Member of the Montana House of Representatives from the 36th district
- Incumbent
- Assumed office January 6, 2025
- Preceded by: Bob Phalen

Member of the Montana House of Representatives from the 38th district
- In office January 2, 2023 – January 6, 2025
- Preceded by: Kenneth Holmlund
- Succeeded by: Greg Oblander

Personal details
- Party: Republican
- Spouse: Alice
- Children: 3
- Alma mater: University of Wyoming

= Greg Kmetz =

American politician

Greg Kmetz is an American politician from Montana. He is a Republican member of the Montana House of Representatives for the 36th district.

== Career ==
Kmetz was elected to District 38 of the Montana House of Representatives in 2022. He won 65% of the popular vote against Democrat Steve Muggli.

Due to redistricting following the US census Kmetz ran for District 36 in the 2024 elections. He defeated Democratic challenger Stan Taylor with 70% of the vote.

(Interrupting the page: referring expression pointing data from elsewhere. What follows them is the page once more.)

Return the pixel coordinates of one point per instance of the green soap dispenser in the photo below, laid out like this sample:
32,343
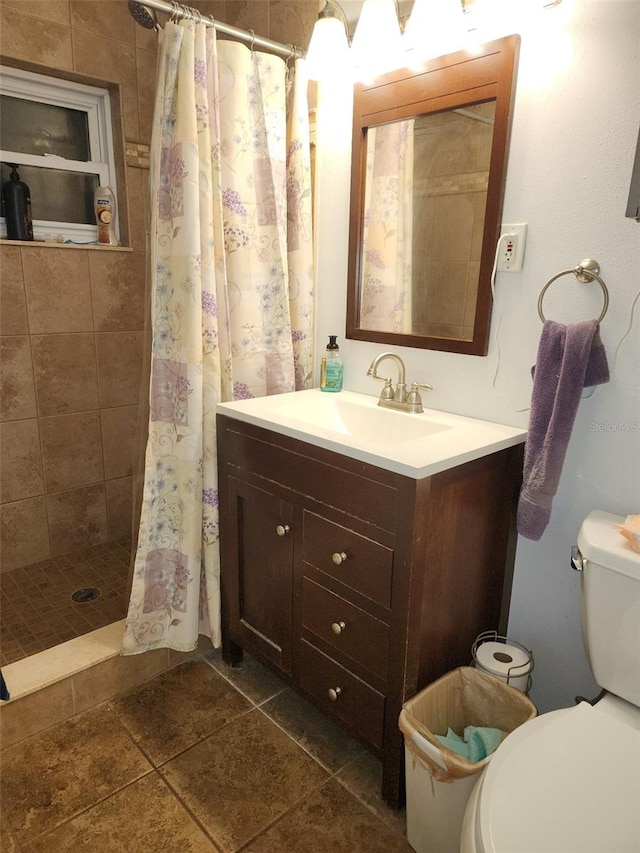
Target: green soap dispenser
331,369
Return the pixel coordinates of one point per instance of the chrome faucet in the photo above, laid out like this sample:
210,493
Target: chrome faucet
398,399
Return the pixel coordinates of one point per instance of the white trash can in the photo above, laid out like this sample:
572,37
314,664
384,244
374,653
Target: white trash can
439,781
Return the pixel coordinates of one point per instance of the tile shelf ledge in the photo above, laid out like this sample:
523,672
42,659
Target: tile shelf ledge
51,245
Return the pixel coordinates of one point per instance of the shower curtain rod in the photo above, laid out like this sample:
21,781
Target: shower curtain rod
179,10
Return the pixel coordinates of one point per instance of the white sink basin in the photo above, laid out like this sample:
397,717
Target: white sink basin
417,445
355,419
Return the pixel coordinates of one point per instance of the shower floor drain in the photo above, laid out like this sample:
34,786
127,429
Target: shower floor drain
87,593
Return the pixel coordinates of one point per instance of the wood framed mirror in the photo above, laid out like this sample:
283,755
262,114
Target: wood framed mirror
429,161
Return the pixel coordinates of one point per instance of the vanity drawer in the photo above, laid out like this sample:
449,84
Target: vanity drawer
346,627
355,703
354,560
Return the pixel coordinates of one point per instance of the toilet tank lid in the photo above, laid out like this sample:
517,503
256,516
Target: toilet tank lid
601,542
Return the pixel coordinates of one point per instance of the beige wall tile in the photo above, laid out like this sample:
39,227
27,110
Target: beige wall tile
20,461
292,21
473,273
117,287
65,373
77,518
148,39
115,676
479,208
453,214
35,712
71,450
51,10
119,508
146,71
219,9
18,400
118,435
114,61
58,290
13,307
24,533
240,12
34,39
138,192
447,287
119,362
108,18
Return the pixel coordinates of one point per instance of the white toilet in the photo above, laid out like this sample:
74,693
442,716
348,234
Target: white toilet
569,780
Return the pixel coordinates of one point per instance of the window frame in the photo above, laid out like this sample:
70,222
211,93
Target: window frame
69,94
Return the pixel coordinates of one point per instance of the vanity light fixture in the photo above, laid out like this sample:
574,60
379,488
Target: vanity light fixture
328,55
377,42
435,27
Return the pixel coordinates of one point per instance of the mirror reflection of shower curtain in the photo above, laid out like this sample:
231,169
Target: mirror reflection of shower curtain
385,301
231,303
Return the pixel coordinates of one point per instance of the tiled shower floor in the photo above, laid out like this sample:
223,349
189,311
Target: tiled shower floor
36,609
201,759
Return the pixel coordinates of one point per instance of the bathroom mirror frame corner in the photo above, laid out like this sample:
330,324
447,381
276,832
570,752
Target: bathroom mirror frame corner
460,81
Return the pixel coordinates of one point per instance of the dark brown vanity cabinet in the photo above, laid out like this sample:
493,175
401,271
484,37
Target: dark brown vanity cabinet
358,585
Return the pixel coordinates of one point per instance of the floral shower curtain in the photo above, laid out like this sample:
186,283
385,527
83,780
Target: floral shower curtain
231,303
388,229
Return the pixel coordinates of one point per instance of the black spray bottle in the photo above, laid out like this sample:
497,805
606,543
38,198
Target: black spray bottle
17,207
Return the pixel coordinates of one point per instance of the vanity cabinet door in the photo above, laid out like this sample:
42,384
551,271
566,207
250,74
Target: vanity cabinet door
262,582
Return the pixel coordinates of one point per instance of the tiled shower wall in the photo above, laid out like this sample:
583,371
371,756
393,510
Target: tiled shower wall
71,318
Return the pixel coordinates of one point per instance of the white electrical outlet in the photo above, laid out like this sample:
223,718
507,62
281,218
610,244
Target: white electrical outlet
512,247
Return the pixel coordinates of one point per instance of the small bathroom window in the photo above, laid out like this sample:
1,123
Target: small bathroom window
58,133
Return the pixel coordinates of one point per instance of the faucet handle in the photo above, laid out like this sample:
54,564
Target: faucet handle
414,400
387,391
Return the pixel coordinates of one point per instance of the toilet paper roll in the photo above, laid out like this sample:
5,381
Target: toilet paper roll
510,663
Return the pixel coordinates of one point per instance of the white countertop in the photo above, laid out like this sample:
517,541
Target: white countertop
416,445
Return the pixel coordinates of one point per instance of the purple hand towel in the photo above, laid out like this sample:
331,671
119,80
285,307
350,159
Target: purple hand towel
569,358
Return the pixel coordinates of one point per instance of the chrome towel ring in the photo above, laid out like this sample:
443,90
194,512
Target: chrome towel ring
586,270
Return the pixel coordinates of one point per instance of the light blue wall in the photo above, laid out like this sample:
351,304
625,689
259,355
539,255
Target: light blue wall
574,134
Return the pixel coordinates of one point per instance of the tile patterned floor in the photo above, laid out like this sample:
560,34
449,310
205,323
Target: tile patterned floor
201,758
36,609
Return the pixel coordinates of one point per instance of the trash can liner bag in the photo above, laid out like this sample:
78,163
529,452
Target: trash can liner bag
463,697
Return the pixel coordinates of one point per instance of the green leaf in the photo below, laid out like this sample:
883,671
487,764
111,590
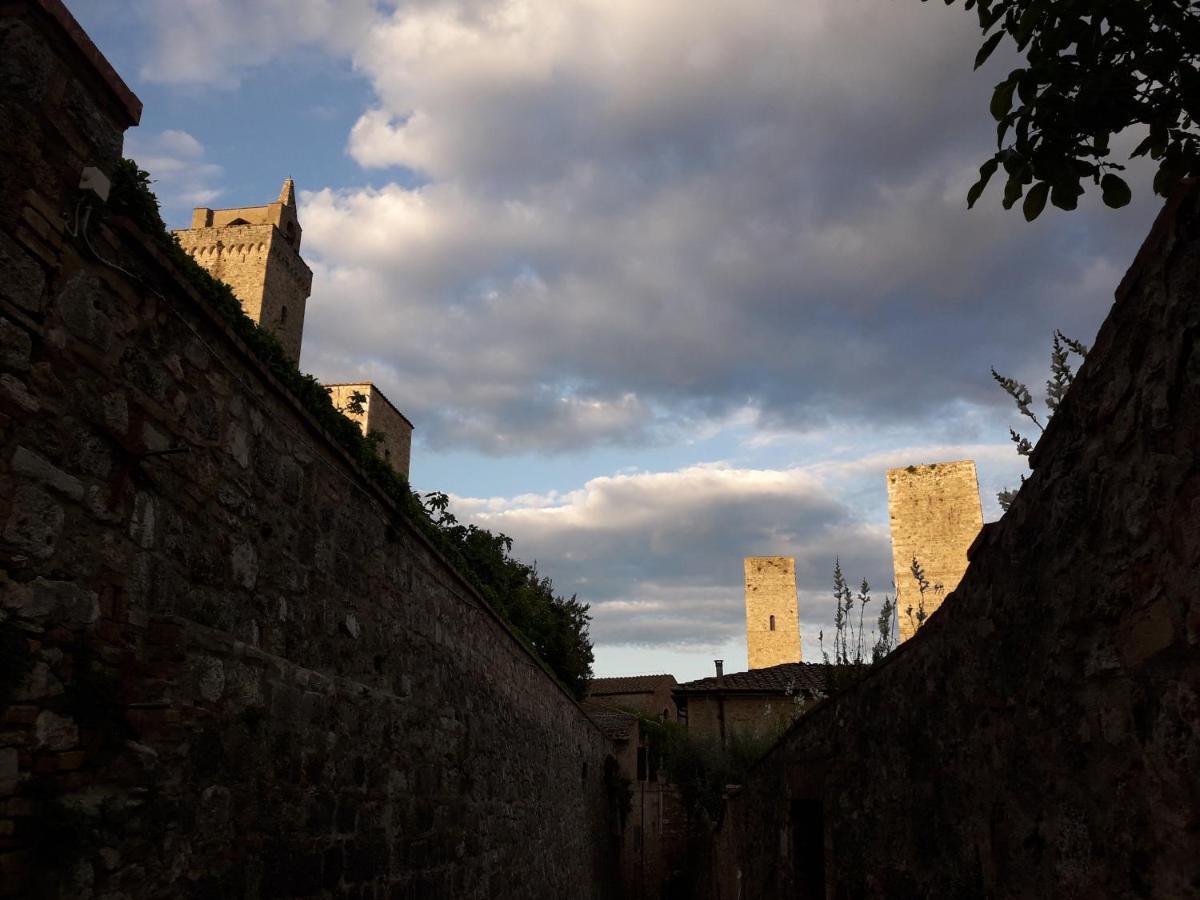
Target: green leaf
1065,193
1002,99
1036,201
1013,191
988,47
985,172
1115,191
1165,180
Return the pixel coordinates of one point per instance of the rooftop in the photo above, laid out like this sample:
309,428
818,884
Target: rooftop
787,677
629,684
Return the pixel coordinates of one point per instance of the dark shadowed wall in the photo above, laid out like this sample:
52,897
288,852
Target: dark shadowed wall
231,671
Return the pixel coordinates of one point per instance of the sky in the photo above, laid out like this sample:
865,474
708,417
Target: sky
661,285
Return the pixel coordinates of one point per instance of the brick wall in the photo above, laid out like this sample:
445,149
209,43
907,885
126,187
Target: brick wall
227,669
1041,735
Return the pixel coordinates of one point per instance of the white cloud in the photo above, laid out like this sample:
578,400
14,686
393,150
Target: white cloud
659,555
639,220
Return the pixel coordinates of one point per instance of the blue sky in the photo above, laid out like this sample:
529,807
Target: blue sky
660,285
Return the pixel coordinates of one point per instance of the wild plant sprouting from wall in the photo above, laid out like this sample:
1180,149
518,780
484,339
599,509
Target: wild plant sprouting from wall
851,639
917,616
1056,389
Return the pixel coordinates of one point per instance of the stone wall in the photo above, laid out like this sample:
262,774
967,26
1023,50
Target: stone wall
935,515
1041,735
773,623
227,669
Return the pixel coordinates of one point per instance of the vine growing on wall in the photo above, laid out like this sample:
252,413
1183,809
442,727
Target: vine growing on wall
553,627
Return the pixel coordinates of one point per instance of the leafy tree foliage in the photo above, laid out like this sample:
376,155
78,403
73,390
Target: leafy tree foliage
1093,69
556,627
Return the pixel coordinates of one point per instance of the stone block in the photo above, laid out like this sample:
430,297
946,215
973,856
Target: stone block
28,463
17,394
54,732
24,280
16,346
36,521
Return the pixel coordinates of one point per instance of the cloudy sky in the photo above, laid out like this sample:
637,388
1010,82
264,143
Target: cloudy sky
661,285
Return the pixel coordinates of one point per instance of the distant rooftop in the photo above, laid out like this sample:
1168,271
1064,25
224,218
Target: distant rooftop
807,677
629,684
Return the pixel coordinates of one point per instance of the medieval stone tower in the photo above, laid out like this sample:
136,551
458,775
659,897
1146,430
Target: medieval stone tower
935,515
773,622
377,414
256,251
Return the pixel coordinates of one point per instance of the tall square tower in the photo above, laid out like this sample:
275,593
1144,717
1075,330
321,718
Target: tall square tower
256,251
773,621
377,414
935,515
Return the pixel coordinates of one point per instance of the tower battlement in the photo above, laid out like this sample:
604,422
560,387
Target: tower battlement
256,251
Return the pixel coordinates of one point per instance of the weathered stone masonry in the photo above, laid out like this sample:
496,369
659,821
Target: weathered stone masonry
241,676
1039,736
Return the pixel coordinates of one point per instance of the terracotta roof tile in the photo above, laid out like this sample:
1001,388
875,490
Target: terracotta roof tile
629,684
789,677
613,723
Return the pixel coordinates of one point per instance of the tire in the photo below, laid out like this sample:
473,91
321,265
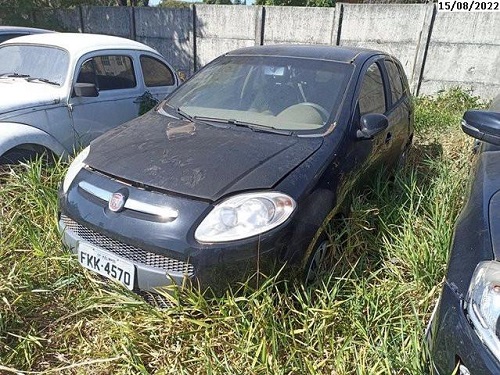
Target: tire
318,260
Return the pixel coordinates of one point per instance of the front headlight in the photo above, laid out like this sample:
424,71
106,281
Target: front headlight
483,304
245,215
74,168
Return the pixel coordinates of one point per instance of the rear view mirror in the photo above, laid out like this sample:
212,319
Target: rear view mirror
371,125
482,125
86,90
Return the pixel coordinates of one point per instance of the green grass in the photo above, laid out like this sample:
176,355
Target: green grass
366,316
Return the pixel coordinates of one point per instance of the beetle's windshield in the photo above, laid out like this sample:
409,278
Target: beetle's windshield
40,63
280,92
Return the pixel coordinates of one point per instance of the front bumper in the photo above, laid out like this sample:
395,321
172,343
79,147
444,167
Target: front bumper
453,342
154,271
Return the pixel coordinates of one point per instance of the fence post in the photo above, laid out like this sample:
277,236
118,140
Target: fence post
337,23
260,25
422,48
195,25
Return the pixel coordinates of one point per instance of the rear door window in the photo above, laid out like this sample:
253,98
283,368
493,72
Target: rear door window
372,94
394,80
109,72
156,73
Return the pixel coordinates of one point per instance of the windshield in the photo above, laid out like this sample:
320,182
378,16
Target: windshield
277,92
36,62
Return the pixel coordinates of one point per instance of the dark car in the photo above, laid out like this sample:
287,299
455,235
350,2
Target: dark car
238,170
464,332
9,32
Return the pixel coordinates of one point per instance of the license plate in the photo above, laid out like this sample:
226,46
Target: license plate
106,264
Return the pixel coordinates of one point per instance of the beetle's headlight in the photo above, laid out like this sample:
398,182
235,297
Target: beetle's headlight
483,304
245,215
74,168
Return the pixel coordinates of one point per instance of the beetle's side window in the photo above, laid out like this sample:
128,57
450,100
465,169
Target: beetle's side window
155,72
372,95
394,80
108,72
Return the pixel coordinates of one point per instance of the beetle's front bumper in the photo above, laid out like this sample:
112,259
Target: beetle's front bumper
453,342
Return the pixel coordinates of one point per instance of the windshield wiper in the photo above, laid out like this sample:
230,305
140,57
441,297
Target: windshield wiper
44,80
16,75
249,125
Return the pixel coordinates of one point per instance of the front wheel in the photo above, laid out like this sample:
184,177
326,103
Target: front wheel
317,262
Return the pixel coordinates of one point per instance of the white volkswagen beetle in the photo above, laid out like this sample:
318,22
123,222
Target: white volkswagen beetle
60,91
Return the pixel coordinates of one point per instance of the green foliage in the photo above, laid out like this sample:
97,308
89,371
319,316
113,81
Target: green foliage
366,315
445,110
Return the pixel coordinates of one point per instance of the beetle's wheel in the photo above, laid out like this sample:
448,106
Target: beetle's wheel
318,260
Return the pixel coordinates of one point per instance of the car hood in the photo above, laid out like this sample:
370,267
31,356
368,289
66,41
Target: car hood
18,94
197,159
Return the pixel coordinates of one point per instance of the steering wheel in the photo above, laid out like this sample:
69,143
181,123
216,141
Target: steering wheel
324,113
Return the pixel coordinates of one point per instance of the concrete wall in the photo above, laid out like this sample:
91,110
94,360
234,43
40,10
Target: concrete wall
299,25
438,50
464,51
399,29
108,20
170,31
222,28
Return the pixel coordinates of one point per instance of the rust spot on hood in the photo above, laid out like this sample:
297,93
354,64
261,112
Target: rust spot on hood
174,130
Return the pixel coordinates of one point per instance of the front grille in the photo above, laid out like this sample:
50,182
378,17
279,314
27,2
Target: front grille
129,252
156,300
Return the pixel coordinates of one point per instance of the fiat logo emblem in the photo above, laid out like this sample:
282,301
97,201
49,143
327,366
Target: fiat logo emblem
116,202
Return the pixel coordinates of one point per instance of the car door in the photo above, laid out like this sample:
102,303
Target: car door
118,90
372,98
159,78
399,109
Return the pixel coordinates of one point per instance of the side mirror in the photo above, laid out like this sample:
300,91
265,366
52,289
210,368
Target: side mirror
371,125
482,125
85,90
181,75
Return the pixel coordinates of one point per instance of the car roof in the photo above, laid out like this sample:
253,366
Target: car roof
333,53
22,29
77,43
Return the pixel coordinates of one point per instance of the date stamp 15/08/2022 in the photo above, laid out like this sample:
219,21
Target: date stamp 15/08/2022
468,6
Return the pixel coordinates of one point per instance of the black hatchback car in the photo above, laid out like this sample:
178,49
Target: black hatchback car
464,332
238,170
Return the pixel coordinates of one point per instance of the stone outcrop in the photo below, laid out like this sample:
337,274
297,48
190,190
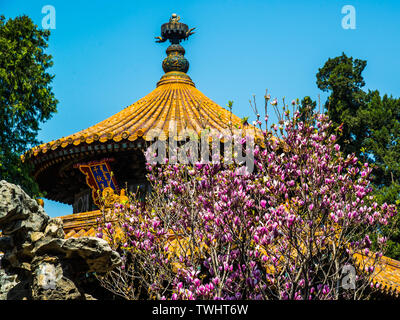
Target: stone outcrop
37,262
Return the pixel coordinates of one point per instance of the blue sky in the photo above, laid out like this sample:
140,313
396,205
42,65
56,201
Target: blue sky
105,57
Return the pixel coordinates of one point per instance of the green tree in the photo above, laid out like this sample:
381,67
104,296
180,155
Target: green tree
342,77
26,97
370,128
306,109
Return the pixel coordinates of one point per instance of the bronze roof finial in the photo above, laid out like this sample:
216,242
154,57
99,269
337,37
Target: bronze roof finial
175,32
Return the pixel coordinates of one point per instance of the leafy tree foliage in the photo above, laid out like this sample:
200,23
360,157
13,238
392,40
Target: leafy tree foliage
342,77
26,97
306,109
370,125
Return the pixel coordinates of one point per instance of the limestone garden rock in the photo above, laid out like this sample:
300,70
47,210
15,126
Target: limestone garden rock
37,262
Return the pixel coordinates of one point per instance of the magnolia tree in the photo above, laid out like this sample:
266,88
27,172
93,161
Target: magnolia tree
297,226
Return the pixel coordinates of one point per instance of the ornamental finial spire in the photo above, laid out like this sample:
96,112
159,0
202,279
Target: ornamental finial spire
175,32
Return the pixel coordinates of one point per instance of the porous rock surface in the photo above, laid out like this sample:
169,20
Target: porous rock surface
36,262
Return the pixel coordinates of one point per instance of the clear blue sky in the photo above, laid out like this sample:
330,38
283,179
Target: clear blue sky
105,57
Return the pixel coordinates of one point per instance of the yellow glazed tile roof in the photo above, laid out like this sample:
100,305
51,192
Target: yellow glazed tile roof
174,103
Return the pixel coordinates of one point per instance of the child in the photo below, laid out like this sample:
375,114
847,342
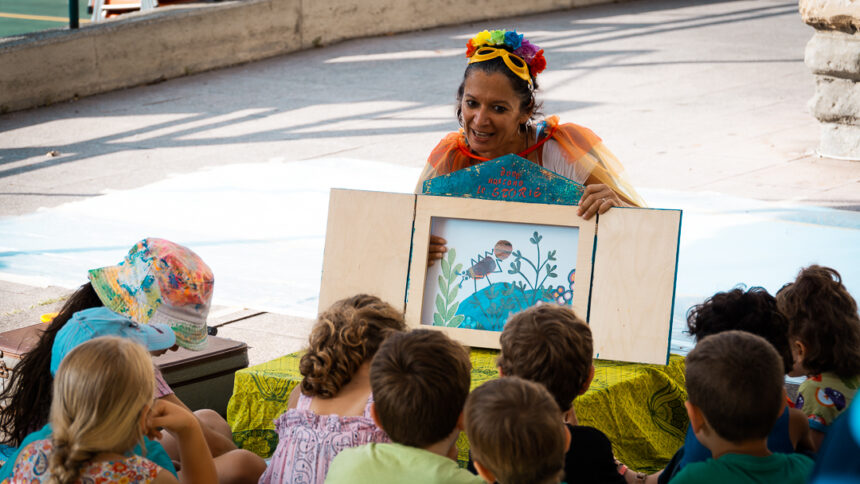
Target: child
84,326
158,281
102,406
824,332
735,395
420,381
516,433
550,345
754,311
330,410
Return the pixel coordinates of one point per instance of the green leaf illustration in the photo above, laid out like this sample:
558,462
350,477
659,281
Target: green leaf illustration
440,305
452,311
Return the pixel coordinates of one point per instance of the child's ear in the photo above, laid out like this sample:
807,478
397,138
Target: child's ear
588,381
697,419
373,415
798,351
485,473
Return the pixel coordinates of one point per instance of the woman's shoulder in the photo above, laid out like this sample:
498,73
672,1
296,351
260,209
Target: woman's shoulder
551,126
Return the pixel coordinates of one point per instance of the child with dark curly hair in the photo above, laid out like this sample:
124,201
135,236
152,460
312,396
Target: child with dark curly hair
330,410
824,333
753,311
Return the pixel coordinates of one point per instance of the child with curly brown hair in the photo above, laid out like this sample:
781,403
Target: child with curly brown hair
330,410
824,333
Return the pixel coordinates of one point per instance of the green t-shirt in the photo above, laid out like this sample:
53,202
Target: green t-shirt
742,468
383,463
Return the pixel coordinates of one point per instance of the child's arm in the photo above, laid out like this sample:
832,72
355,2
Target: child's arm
197,463
817,438
164,477
798,428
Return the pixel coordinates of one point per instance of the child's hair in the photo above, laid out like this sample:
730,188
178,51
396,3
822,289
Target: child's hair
27,395
754,311
550,345
736,379
823,316
345,336
515,431
99,391
420,381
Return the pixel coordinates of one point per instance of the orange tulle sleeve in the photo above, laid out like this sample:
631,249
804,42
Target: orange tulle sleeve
587,149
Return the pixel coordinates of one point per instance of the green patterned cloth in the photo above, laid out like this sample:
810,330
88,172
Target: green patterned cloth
639,407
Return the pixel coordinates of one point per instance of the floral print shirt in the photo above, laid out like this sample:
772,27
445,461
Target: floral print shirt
32,467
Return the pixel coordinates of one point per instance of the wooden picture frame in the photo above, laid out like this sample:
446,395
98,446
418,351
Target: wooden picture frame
377,243
428,207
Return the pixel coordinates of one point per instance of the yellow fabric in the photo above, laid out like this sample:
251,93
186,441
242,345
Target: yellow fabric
487,53
639,407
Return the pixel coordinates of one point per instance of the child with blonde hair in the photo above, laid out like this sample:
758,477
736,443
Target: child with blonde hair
103,405
330,410
824,334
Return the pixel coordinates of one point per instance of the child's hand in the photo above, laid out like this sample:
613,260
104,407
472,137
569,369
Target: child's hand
171,417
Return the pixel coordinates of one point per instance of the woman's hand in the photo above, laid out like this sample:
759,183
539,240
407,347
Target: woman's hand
598,198
170,417
437,249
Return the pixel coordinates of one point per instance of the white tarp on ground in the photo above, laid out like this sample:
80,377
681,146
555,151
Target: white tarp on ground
261,228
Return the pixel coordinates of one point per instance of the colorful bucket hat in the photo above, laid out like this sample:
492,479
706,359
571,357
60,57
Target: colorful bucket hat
160,282
96,322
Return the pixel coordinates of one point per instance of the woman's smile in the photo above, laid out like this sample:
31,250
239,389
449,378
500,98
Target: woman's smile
492,115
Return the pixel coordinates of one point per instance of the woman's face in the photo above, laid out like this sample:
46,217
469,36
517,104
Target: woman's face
492,115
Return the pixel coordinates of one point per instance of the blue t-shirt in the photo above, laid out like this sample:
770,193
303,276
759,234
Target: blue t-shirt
154,452
741,469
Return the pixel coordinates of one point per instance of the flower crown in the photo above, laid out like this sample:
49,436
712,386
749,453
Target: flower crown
520,47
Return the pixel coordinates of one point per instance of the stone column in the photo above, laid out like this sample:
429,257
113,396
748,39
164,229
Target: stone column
833,54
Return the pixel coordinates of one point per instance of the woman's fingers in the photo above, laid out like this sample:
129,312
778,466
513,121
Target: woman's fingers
437,249
597,198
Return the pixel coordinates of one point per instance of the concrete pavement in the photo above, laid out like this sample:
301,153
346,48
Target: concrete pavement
690,95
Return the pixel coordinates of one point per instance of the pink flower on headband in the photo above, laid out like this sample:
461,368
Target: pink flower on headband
470,48
527,51
538,64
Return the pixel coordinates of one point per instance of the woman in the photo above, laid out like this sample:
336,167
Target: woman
496,108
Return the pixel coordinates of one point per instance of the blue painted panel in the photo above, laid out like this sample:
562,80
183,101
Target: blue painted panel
508,178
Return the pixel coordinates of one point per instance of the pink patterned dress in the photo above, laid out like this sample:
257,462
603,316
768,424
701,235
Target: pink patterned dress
32,467
308,442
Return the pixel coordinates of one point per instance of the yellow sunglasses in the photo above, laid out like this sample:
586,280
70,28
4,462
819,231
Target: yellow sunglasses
514,62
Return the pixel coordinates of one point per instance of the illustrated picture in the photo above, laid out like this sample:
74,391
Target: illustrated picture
494,269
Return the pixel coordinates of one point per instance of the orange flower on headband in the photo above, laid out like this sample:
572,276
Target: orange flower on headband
470,48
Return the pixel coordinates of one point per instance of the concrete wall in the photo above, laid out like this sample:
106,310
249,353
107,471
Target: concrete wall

=== 2023 legislative session ===
In February 2023, Kmetz introduced House Bill 645, which would have made it a misdemeanor for those vaccinated against COVID-19 to donate blood. The bill was killed in the House Human Services committee.

=== 2025 Legislative session ===
In 2025, Kmetz introduced House Bill 371, which was designed to ban mRNA vaccines in the state of Montana. The bill did not pass the House, with 66 voting against.

== Personal life ==
Kmetz married his wife, Alice, on February 3, 1979. They have three children and reside in Miles City, Montana.

Prior to being elected, Kmetz owned a welding and machine shop.